Conflitos do Ego

Acredito que o nosso centro da moralidade está enraizado na alma e expõe o nosso perfil externo e nossos comportamentos que são um reflexo das experiências vividas.

Mas vou falar de um personagem que habita todas as mentes humanas no mundo; o “EU, EGO.” Posso afirmar por mim mesmo, por você, que uma infinidade de EUs já habitaram seu corpo físico, periférico, alma e espírito que são seres distintos num só agrupamento corpóreo. Vivemos em conflito constante entre os EUs para vencer essa guerra invisível em dois planos diferentes, o físico e o espiritual. Será sempre uma luta ao extremo, mas quando vencemos e expulsamos os EUs rebeldes, mudamos e reciclamos nossos novos EUs, nos readaptando a um novo caminho.
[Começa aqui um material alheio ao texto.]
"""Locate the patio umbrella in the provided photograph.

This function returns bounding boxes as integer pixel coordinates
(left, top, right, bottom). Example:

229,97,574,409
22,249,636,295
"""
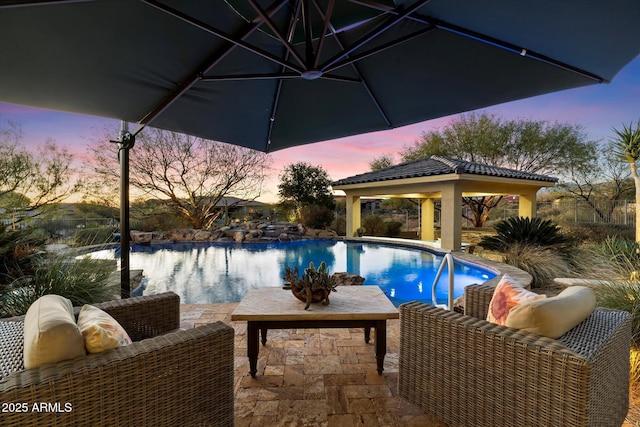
0,0,640,296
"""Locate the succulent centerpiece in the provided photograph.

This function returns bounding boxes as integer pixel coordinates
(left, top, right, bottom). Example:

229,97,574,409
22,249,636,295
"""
283,261,337,310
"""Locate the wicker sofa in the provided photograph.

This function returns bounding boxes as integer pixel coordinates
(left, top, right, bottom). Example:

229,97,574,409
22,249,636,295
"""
398,285,631,427
0,292,234,427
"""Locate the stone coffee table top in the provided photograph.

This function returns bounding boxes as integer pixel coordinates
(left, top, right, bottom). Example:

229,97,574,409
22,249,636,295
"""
231,285,400,321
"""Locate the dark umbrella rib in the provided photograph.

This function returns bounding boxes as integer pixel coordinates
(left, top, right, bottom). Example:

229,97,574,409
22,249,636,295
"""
350,0,604,83
134,0,288,135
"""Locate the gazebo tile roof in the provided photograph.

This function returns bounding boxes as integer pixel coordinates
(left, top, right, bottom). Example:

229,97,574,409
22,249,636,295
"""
332,156,558,186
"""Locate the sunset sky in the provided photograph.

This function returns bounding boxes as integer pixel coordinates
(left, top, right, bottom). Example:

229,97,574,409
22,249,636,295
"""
0,57,640,202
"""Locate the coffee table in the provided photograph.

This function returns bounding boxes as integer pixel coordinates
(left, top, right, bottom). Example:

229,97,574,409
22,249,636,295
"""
231,285,400,377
Somos extremamente sensíveis, capturamos e absorvemos tudo em nossa volta dentro do contexto chamado universo, somos a mais nobre e perfeita partícula nesse sistema universal infinito em constante expansão, viajando no tempo desse plano terrestre. Somos impulsionados por uma energia que nos atrai ao infinito numa busca desenfreada para alcançar um desconhecido destino final. Temos vida espiritual, pensamos, criamos, julgamos, vivemos num corpo orgânico, num planeta orgânico, mas com uma diferença, carregamos dentro de nós a partícula do criador, a partícula do amor incondicional.

Somos um agrupamento de moléculas devidamente organizadas para viver uma experiência única, num lugar especial e descobrir o que somos e para quê fomos criados.  Somos lançados para dentro das mais diferentes experiências, onde alguns conseguem se sobressair e entender a sua existência e outros se confundem e se perdem, sem nunca entender o porquê nasceram.

Voltando ao nosso cotidiano, percebemos que as experiências diárias que fazem parte do nosso crescimento e formação, são as essências vitais que nos mantêm vivos. Todo ser humano, um dia, vai se deparar com um momento trágico em sua vida; a dor da traição, da perda, a dor do abandono, do amor mal correspondido, trazendo consequências e ferindo muitas vezes o seu EU de uma quase morte.  É nesse momento que percebemos que somos seres vivos e precisamos lutar para sobreviver. Nesse difícil momento seu cérebro se fecha, não pensa, não assimila o momento, pelo fato que todo um processo de identidade dos EUs positivos foi afetado e o córtex pré-frontal fica paralisado.  É uma área do cérebro responsável pela nossa capacidade de raciocinar e emitir julgamentos elaborados. Ele atua dessa forma nos dois sentidos, quando nos apaixonamos e quando temos uma grande perda ou derrota. É daí que vem a expressão “o amor é cego”.  É um mecanismo físico que permite que a química atue na condução dos sintomas extracorpóreos e espirituais.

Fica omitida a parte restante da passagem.